Association of phenotypic aging, lifestyle, and genetic risk with incidence of atrial fibrillation: A large prospective cohort study in the UK Biobank.

OBJECTIVES

Our study aimed to investigate the association of phenotypic aging, lifestyle, and genetic risk with the risk of incident atrial fibrillation (AF).

DESIGN

A large prospective cohort study.

SETTING AND PARTICIPANTS

This study included 327,122 participants from the UK Biobank.

METHODS

PhenoAge acceleration (PhenoAgeAccel) was calculated by regressing phenotypic age (PhenoAge) on chronological age. Two key stratification tools were derived from previous research: the Healthy Lifestyle Score (HLS) based on smoking, body mass index (BMI), physical activity, and diet, to assess participants' lifestyles; and the polygenic risk score (PRS) based on 104 AF-associated SNPs and their effect sizes identified in a GWAS to evaluate genetic risk. Cox proportional hazards models were employed to assess both independent and combined effects of PhenoAgeAccel, HLS, and PRS with AF risk.

RESULTS

At a median follow-up of 10.84 (10.08-11.56) years, 15,997 cases of AF were identified. Each standard deviation (SD) increase in PhenoAgeAccel was associated with a 30% higher AF risk (HR 1.30, 95% CI 1.28-1.31). Participants biologically older (PhenoAgeAccel>0) had a significantly higher risk of AF (HR 1.47, 95% CI 1.42-1.51) compared to those biologically younger (PhenoAgeAccel≤0), whereas ideal HLS was significantly associated with a lower risk of AF (HR 0.52, 95% CI 0.49-0.56 vs. poor HLS), and high genetic risk was significantly associated with a higher risk of AF (HR 2.30, 95% CI 2.21-2.39 vs. low genetic risk). Joint effects and multiplicative/additive interactions were noted between PhenoAgeAccel and HLS (or genetic risk). When combined PhenoAgeAccel and genetic risk, participants biologically older and in high genetic risk had the highest AF risk (HR 3.52, 95% CI 3.31-3.74). When combined PhenoAgeAccel and HLS, participants who were biologically older and had a poor lifestyle had the highest AF risk (HR 2.42, 95% CI 2.23-2.62).
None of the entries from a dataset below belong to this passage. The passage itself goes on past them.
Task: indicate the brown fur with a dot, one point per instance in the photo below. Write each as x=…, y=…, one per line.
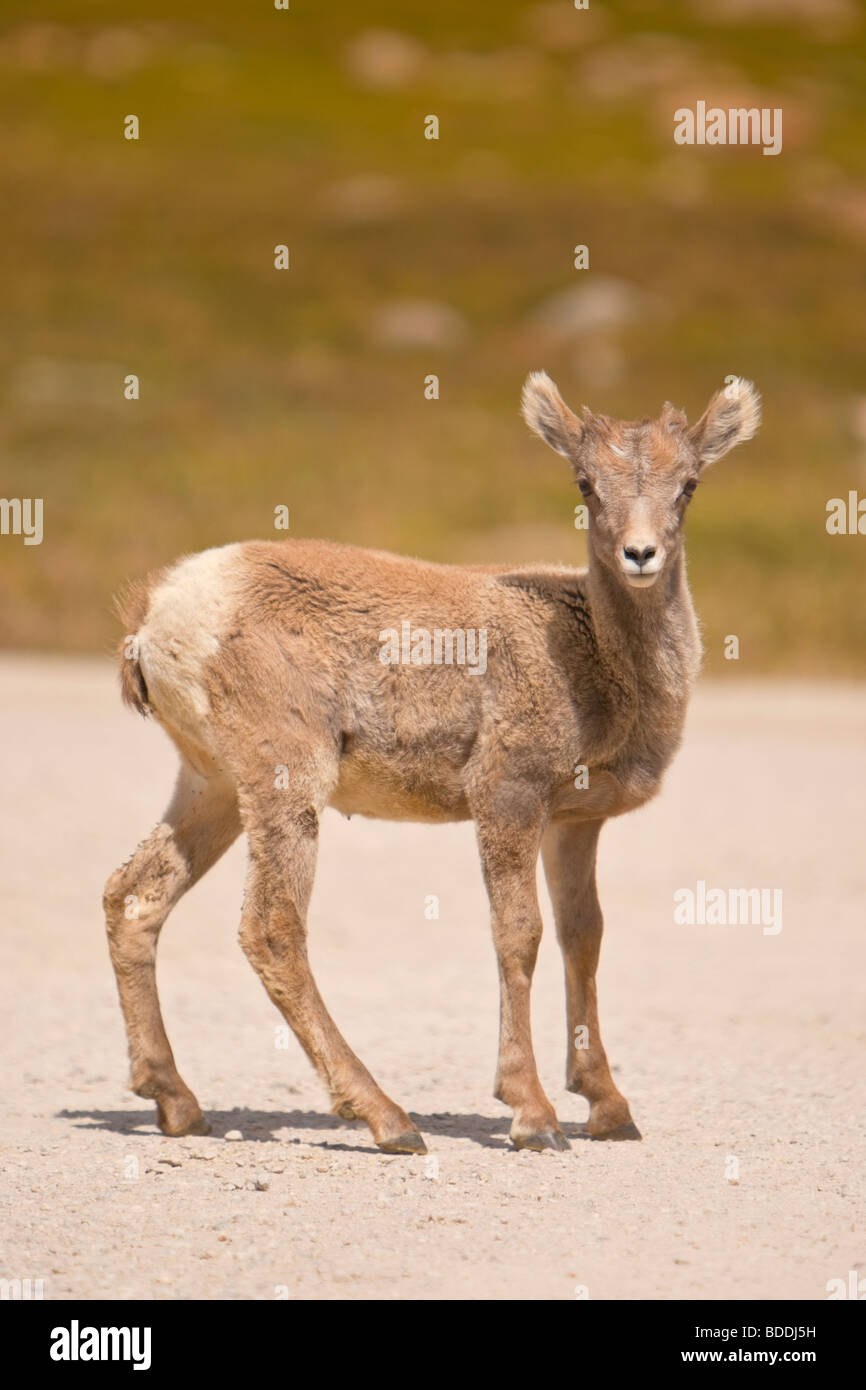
x=266, y=656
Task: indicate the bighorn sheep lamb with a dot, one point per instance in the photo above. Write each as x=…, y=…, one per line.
x=271, y=667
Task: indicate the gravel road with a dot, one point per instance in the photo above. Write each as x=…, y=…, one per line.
x=740, y=1051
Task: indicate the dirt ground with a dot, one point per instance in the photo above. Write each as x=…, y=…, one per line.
x=741, y=1052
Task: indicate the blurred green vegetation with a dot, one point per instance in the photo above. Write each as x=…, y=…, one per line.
x=259, y=387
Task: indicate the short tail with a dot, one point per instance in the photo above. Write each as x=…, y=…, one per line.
x=132, y=609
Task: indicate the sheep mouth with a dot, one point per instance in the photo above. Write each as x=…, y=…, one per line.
x=641, y=578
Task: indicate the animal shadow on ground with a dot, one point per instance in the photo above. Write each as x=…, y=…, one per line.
x=266, y=1126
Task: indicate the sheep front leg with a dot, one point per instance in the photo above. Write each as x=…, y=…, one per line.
x=569, y=852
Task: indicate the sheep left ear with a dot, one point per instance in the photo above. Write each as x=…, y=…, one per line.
x=731, y=417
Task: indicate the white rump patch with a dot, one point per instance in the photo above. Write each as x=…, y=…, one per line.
x=188, y=615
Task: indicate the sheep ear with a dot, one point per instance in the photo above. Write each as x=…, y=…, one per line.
x=731, y=417
x=546, y=413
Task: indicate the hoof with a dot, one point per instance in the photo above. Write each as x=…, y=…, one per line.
x=628, y=1130
x=409, y=1143
x=180, y=1125
x=541, y=1140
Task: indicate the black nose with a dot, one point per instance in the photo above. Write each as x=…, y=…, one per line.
x=638, y=556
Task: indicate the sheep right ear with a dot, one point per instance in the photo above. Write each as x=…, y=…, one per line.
x=548, y=416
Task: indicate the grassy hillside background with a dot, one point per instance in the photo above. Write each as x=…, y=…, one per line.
x=410, y=256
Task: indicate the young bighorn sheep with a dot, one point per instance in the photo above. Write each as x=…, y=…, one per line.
x=273, y=655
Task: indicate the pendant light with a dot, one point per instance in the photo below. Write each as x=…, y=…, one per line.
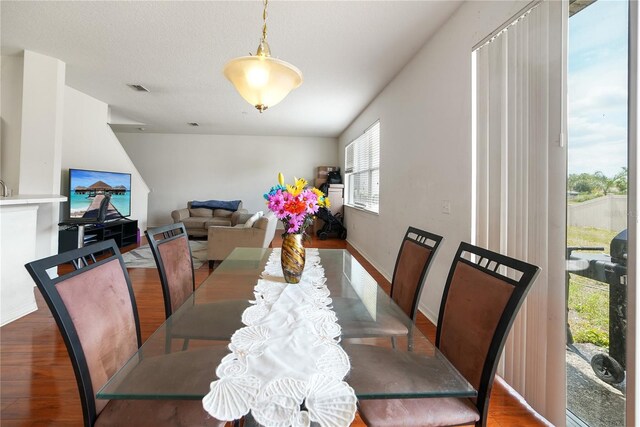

Further analysis categorized PhenoAgeAccel into quartiles based on its population distribution, and the associations remained consistent.

CONCLUSIONS

Increased PhenoAgeAccel is significantly associated with increased risk of AF. When combined with a poor lifestyle or high genetic risk, the risk is further increased. These findings highlight the importance of integrating phenotypic aging, genetic risk, and lifestyle factors into AF prevention strategies.